Limit + Derivatives

[funnytim]

Hey everyone,

I have some questions on finding the limits:


(31)
lim (x-4)
x->4 (square root x) -2

i started off by squaring the numerator + denominator, resulting in:
x^2-8x+16
x-4(square root x) + 4

But now what can i do? If I plug in x =4 into the eqn, it is undefined which isn't the answer (ans=4)


(27)
In the below question I'm supposed to use the 'squeeze law of limits to find the limits'. But I don't understand exactly how to use it
lim x^2 cos (1 / (cube root x)
x->0
Ans = 0


How can I find out whether the limit's discontinuity is removable or not? eg,
x-17
[abs(x-17)]


Lastly, I sort of blanked out, how do you find the derivative of a root, or fraction? Egs:
Find f ' (x) of (square root 2x+1) , x / (1-2x)


Thanks everyone!

 

[galactus]

Hey everyone,

I have some questions on finding the limits:

(31)
lim (x-4)
x->4 (square root x) -2

i started off by squaring the numerator + denominator, resulting in:
x^2-8x+16
x-4(square root x) + 4

But now what can i do? If I plug in x =4 into the eqn, it is undefined which isn't the answer (ans=4)

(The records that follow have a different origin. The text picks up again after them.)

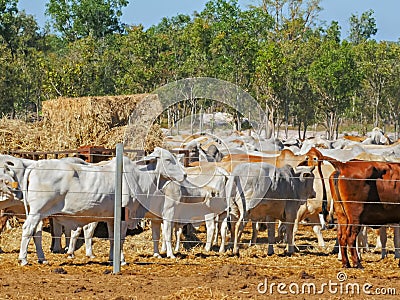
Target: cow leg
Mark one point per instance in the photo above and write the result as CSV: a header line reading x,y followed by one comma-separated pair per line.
x,y
3,222
178,235
271,235
396,241
155,231
88,232
354,229
318,232
239,225
110,227
28,230
342,238
290,237
37,239
255,227
167,234
210,226
383,240
217,231
72,237
281,232
56,234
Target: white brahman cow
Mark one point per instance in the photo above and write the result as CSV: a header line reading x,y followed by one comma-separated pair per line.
x,y
257,190
85,193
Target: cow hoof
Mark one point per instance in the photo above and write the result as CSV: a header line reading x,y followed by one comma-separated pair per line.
x,y
23,262
359,266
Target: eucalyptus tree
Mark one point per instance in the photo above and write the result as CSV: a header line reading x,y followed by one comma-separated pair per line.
x,y
362,28
380,64
281,73
334,76
75,19
19,52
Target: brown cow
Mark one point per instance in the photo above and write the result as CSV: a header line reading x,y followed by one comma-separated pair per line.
x,y
364,193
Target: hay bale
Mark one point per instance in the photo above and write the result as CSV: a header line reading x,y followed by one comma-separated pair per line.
x,y
78,121
69,123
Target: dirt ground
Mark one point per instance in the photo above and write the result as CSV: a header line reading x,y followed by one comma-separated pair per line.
x,y
312,273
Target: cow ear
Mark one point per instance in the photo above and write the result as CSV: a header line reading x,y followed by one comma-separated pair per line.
x,y
151,158
7,168
304,171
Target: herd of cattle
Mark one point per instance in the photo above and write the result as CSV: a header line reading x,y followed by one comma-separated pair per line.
x,y
349,183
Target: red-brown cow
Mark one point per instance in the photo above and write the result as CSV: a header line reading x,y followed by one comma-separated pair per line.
x,y
364,193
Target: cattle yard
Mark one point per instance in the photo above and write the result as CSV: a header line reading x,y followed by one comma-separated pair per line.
x,y
196,274
311,272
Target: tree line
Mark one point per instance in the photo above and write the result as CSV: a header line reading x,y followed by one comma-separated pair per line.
x,y
300,69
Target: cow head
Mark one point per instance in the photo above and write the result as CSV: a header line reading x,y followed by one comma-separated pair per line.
x,y
9,188
306,178
164,164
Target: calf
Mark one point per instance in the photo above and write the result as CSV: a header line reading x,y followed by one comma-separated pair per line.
x,y
364,193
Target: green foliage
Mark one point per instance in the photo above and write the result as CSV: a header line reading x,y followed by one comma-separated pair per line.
x,y
75,19
362,28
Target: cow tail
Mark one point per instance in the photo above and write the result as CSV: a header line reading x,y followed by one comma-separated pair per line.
x,y
325,211
25,182
230,186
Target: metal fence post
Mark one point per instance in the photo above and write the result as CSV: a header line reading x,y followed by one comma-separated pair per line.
x,y
117,209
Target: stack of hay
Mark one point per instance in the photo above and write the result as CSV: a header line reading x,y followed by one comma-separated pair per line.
x,y
69,123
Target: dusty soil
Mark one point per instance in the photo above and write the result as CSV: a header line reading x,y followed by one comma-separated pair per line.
x,y
195,274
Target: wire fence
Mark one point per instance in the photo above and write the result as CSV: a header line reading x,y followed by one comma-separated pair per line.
x,y
394,195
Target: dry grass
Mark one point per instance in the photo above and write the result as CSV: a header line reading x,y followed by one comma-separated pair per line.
x,y
69,123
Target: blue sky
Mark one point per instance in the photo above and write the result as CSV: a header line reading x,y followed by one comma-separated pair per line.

Just use a little algebra(long division) and it whittles down to \(\displaystyle \sqrt{x}+2\). Now, plug in x=4 and we get 4 as the limit.

 

[BigGlenntheHeavy]

How can I find out whether the limit's discontinuity is removable or not? eg,
x-17
[abs(x-17)]


\(\displaystyle Hint: \ \lim_ {x\to17^{-}}\frac{x-17}{|x-17|}} \ = \ -1 \ and \ \lim_{x\to17^{+}}\frac{x-17}{|x-17|} \ = \ 1\)

\(\displaystyle Does \ that \ tell \ you \ anything?\)

\(\displaystyle One \ can \ remove \ a \ point, \ but \ a \ gaping \ gash, \ I \ don't \ think \ so.\)

 

[funnytim]

Hey everyone,

I have some questions on finding the limits:

(31)
lim (x-4)
x->4 (square root x) -2

i started off by squaring the numerator + denominator, resulting in:
x^2-8x+16
x-4(square root x) + 4

But now what can i do? If I plug in x =4 into the eqn, it is undefined which isn't the answer (ans=4)

Just use a little algebra(long division) and it whittles down to \(\displaystyle \sqrt{x}+2\). Now, plug in x=4 and we get 4 as the limit.

As in, do long division on:
x^2-8x+16
x-4(square root x) + 4 ?

How can I find out whether the limit's discontinuity is removable or not? eg,
x-17
[abs(x-17)]


\(\displaystyle Hint: \ \lim_ {x\to17^{-}}\frac{x-17}{|x-17|}} \ = \ -1 \ and \ \lim_{x\to17^{+}}\frac{x-17}{|x-17|} \ = \ 1\)

\(\displaystyle Does \ that \ tell \ you \ anything?\)

\(\displaystyle One \ can \ remove \ a \ point, \ but \ a \ gaping \ gash, \ I \ don't \ think \ so.\)

So in the two limit eq'ns, I 'plug in' x = 17 and x=-17 to find that the two limits don't equal each other, so its non-removable?


Thanks again!